Of Laws Enacted by Congress.

LAWS enacted by congress form the third rule of obligation.

The power of legislation vested in congress, is conformable to the high objects of its formation, some of which are expressly enumerated, and some included in the extensive authority to provide for the common defence and general welfare; but this broad declaration has been considered by some as restrained by an amendment which has since become part of the constitution to the following effect: "The powers not dele"gated to the United States by the constitution, nor "prohibited by it to the states, are reserved to the "states respectively or to the people." The question is not completely settled by this article. The nature of a constitution requires that only its great outlines should be marked, its important objects designated, and the minor ingredients, which compose those objects, be deduced from the nature of the objects themselves. If it contained an accurate detail of all the subdivisions of which its great powers will admit, and of all the means by which they may be carried into execution, it would partake of the prolixity of a legal code, and rather tend to embarrass than to elucidate. Whether any particular power is delegated to the general government or prohibited to the states, must depend on a fair construction of the whole instrument. (23)

(23) See M'Culloch v. Maryland, 4 Wh. 316. Anderson v. Dunn, 6 Wh. 225,

The amendment does not speak of powers expressly delegated, and is in fact to be considered rather in the light of a cautious and special reservation of what is not granted, conceived in terms as general as the grant itself. But whatever is already granted, either generally or by express words, is not intended to be abridged, and therefore, in effect, this clause has no operation on the grant itself.

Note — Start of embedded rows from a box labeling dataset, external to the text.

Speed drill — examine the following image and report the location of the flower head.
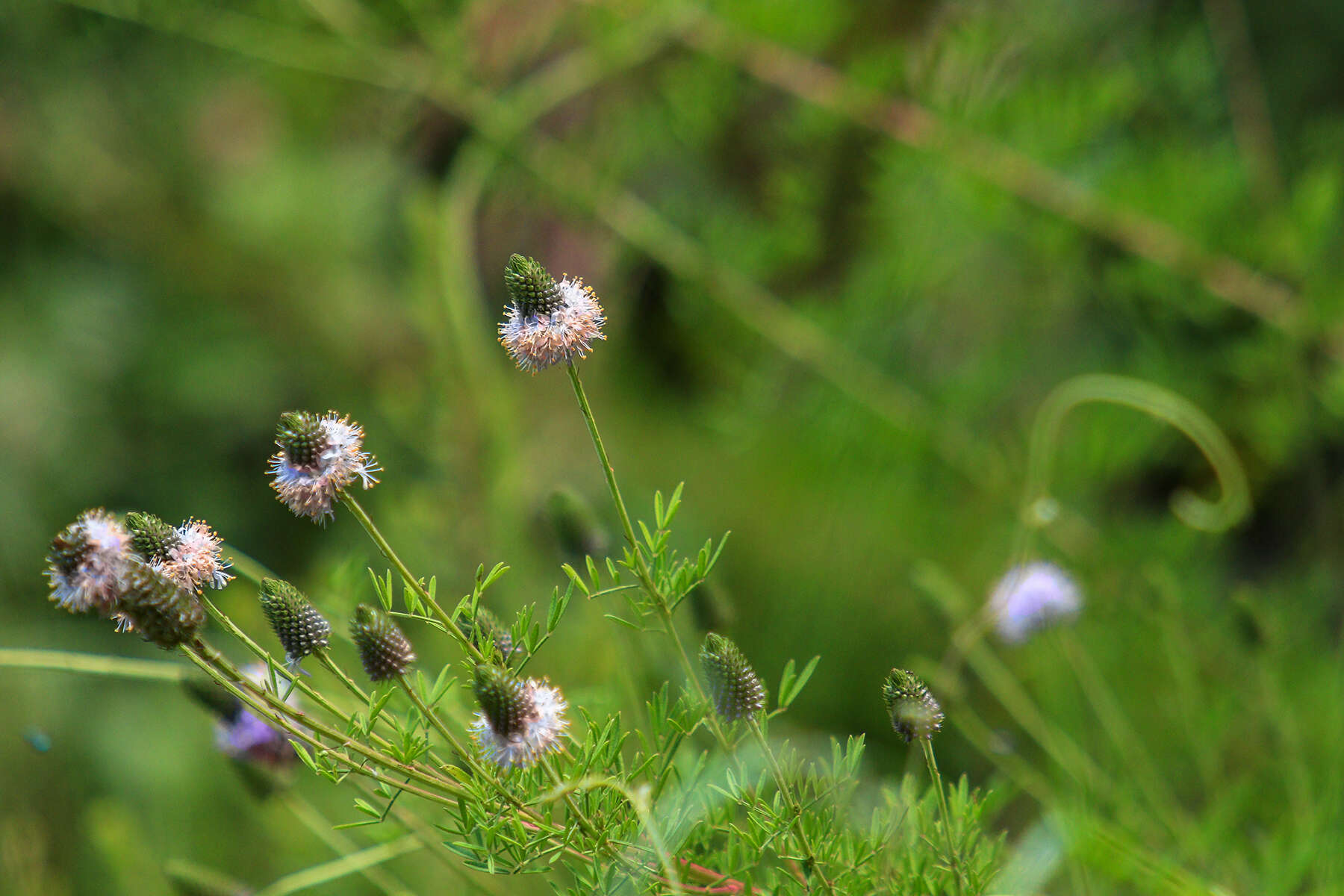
[270,411,382,523]
[470,664,570,768]
[210,662,299,765]
[700,632,765,721]
[349,603,415,681]
[126,513,234,591]
[882,669,942,743]
[261,579,332,666]
[500,254,606,373]
[457,606,514,662]
[988,561,1082,644]
[117,559,205,650]
[47,508,131,615]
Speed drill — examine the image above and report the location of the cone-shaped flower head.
[47,508,131,615]
[988,561,1082,644]
[270,411,380,523]
[349,603,415,681]
[458,606,514,662]
[117,560,205,650]
[208,662,299,765]
[882,669,942,743]
[500,254,606,373]
[126,511,178,563]
[261,579,332,666]
[700,632,765,721]
[126,513,234,591]
[470,664,570,768]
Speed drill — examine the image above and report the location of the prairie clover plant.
[26,255,998,896]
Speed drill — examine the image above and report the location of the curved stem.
[180,639,465,809]
[1023,373,1251,532]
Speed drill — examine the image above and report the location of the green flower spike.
[117,561,205,650]
[700,632,765,721]
[882,669,942,743]
[476,664,536,739]
[458,606,514,662]
[261,579,332,666]
[126,511,181,560]
[276,411,328,467]
[504,252,564,317]
[349,603,415,681]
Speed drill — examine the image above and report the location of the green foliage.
[0,0,1344,896]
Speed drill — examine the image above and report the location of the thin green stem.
[564,361,731,751]
[919,738,965,893]
[564,361,662,605]
[747,718,836,893]
[396,674,500,784]
[340,491,485,662]
[279,787,414,896]
[257,834,422,896]
[200,595,414,750]
[181,639,464,807]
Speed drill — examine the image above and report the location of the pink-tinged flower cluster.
[47,508,131,617]
[500,277,606,373]
[470,679,570,768]
[151,520,234,591]
[215,664,299,765]
[988,561,1082,644]
[270,411,382,523]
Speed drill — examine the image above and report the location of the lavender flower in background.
[47,508,131,615]
[270,411,380,523]
[215,662,299,765]
[470,665,570,768]
[500,254,606,373]
[988,561,1082,644]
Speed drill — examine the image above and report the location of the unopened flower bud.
[458,606,514,662]
[117,560,205,650]
[349,603,415,681]
[261,579,332,665]
[882,669,942,743]
[700,632,765,721]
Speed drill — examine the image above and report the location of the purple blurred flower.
[988,561,1082,644]
[215,664,299,765]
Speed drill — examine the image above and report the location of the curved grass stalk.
[0,647,187,684]
[1023,373,1251,532]
[257,834,423,896]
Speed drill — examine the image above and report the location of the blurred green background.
[0,0,1344,896]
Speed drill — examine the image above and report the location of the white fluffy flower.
[988,561,1082,644]
[153,520,234,591]
[470,679,570,768]
[47,508,131,615]
[500,277,606,373]
[270,411,380,523]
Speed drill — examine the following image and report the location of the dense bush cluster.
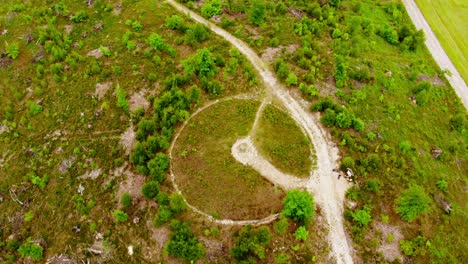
[166,221,205,262]
[231,225,271,263]
[312,98,365,131]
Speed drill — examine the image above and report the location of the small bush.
[18,238,44,261]
[400,140,413,154]
[71,10,88,23]
[286,73,298,86]
[112,210,128,224]
[166,15,186,32]
[120,193,132,207]
[436,180,448,192]
[166,221,205,263]
[396,185,432,222]
[273,216,289,235]
[364,179,380,193]
[153,205,174,227]
[231,225,270,263]
[282,190,315,225]
[28,102,42,116]
[294,226,309,241]
[340,157,355,170]
[351,207,372,227]
[201,0,222,18]
[142,181,159,199]
[114,85,129,113]
[6,42,19,60]
[169,193,187,214]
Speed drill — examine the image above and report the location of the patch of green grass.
[172,100,284,220]
[416,0,468,82]
[253,105,312,177]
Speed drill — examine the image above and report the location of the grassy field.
[0,0,264,263]
[188,0,468,263]
[172,100,283,220]
[416,0,468,83]
[253,104,313,177]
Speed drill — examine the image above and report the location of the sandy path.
[231,136,308,190]
[166,0,353,263]
[403,0,468,109]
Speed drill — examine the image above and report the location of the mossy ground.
[172,99,284,220]
[253,104,313,178]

In a variety of instances, the legislative power is not left to depend on general inferences. Express enumeration removes the difficulty as to the subject, and it is only in respect to what may be termed the excess of practical legislation, beyond the subject expressed, that any doubt can arise.

The style and composition of statutes in modern times, have frequently been complained of; it has been observed that they sometimes obscure the sense by a multiplicity of words intended to produce the opposite effect, and the brevity and simplicity of ancient times have been held up as examples to be followed. But perhaps the peculiar character of our government may justify more minuteness in its legislative acts, than in those of a government not under similar limitations. Although verboseness, productive of perplexity, should be scrupulously avoided, yet the enactments of a law framed under a limited authority, should clearly appear to be confined to that authority, and as little as possible be left for general construction. The acts hitherto passed by congress have not often created doubts as to their true meaning.